Un compromiso que, en su momento, sonaba como una salvación para miles de estudiantes y egresados que cargan con el peso de una deuda interminable.
Sin embargo, la realidad ha sido otra: no solo ha quedado en el olvido esa promesa, sino que ahora aquellos que aún están pagando sus créditos se enfrentan a un aumento en sus cuotas, ya que el ICETEX anuncia que eliminará los subsidios a la tasa de interés.

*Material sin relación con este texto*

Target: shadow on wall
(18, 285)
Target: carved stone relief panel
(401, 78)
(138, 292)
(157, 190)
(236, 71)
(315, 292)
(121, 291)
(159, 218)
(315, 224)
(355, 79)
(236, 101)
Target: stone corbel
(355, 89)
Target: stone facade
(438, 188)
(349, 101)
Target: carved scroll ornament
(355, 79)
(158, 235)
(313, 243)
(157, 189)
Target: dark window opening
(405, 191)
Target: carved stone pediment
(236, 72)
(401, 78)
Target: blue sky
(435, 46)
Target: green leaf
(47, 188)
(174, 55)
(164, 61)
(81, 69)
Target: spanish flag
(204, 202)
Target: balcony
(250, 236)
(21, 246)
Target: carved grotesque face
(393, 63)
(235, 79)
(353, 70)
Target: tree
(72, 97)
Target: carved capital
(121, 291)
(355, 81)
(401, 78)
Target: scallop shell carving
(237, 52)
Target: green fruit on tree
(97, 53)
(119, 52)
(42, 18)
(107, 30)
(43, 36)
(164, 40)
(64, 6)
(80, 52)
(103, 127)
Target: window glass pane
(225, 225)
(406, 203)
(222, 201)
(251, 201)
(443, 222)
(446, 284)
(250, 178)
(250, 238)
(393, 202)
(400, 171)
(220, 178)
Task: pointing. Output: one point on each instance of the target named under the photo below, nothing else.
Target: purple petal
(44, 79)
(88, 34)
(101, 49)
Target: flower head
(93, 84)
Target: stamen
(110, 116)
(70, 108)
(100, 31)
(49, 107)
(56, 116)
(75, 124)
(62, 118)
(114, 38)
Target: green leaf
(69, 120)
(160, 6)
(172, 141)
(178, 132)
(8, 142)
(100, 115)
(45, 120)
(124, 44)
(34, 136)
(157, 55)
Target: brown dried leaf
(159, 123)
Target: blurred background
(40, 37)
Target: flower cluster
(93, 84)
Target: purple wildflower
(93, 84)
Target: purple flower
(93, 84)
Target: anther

Lo que parecía una solución para los jóvenes más desfavorecidos, se ha convertido en una nueva carga financiera. El artículo 95 de la reforma tributaria, que pretendía aliviar a los estudiantes con un ajuste en los intereses de sus créditos, nunca fue debatido ni votado adecuadamente, pero además de eso dejaba la carga financiera del alivio económico a las Universidades, siendo esta una responsabilidad del gobierno nacional y que hoy quiere evadir.
Esta omisión, a pesar de ser resultado de la falta de organización en el gobierno de Petro y de su bancada que no supo dar el trámite respectivo a este artículito en el Congreso, tiene un impacto directo en mas de 327.000 deudores de créditos en el ICETEX que confiaron en el cambio que prometía el presidente.
Hoy Petro intenta culpar a la oposición de sus propios errores y mentiras, mientras los estudiantes son los que sufren las consecuencias.La promesa electoral se ha transformado en una carga adicional, y la falta de solución por parte del presidente ante esta situación evidencia una grave desconexión con las necesidades de los jóvenes que lo llevaron a la presidencia.Petro tiene la obligación de rectificar, encontrar soluciones y garantizar que los más vulnerables no sean los que paguen por sus mentiras y errores de un gobierno improvisado.
Si realmente busca la justicia social, debe garantizar que los estudiantes no carguen con la deuda de una promesa incumplida y empiece a buscar una fuente de financiación que permita encontrar una solución a esta difícil situación.